The controversial voting reforms legislation has finally passed through the Senate after a marathon debate of 40 long hours.
The reforms issue will now be moved to the Lower House prior to being fully implemented as Australian law. The Coalition will use the power of its majority to make sure the House of Representatives officially adopt the reforms and make it a law.
The Senators were involved in one of the longest debates to ensure that voting reforms are introduced into the nation’s legal system. The Federal Government confirmed during the debate that the parliamentary sitting will not end until the bill was passed. The government was all set to pass the bill with the backing of the Greens as well as Independent Senator Nick Xenophon, according to the ABC.
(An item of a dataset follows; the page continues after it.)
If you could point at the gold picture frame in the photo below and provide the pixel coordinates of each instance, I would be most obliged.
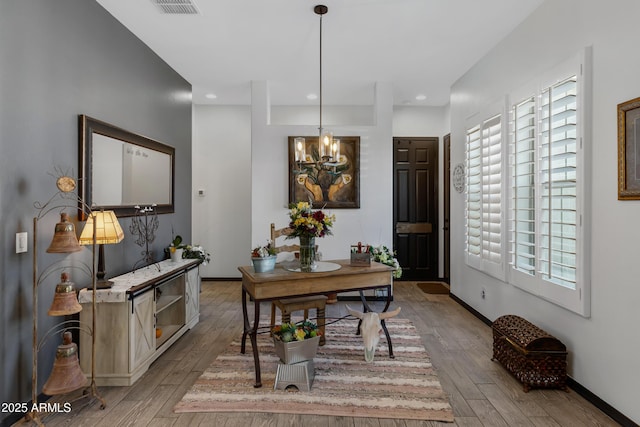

According to News.com.au, Finance Minister Mathias Cormann told the Parliament that it was the seventh longest debate on a matter since 1990. “The Senate has made a judgment in relation to the form of the Bill that should go forward,” he said. “The government supports the final form of this Bill. We will be supporting the Bill as amended by the Senate, as a government in the House of Representatives, and this will mean that for any future election after 1 July 2016, this will be the voting arrangements that will apply for the Australian Senate,” Cormann added.
Despite strong opposition from both Labor as well as most of the crossbenchers, the Senate passed the bill keeping in mind the enhanced power the voters will get to choose their preferences, as specified by the government and the Greens. On the other hand, the opposition claimed that passing the bill will only be a strong measure for the Coalition to gain the balance of power in the Upper House of the Parliament.
During the debate, Labor senator Deborah O’Neill said that the opposition would never give up standing against the voting reforms. “That is exactly what this Government would like us to do, just for us to go home, just to let this filthy deal go through without the scrutiny it deserves,” she said. “But we will not allow that to happen.”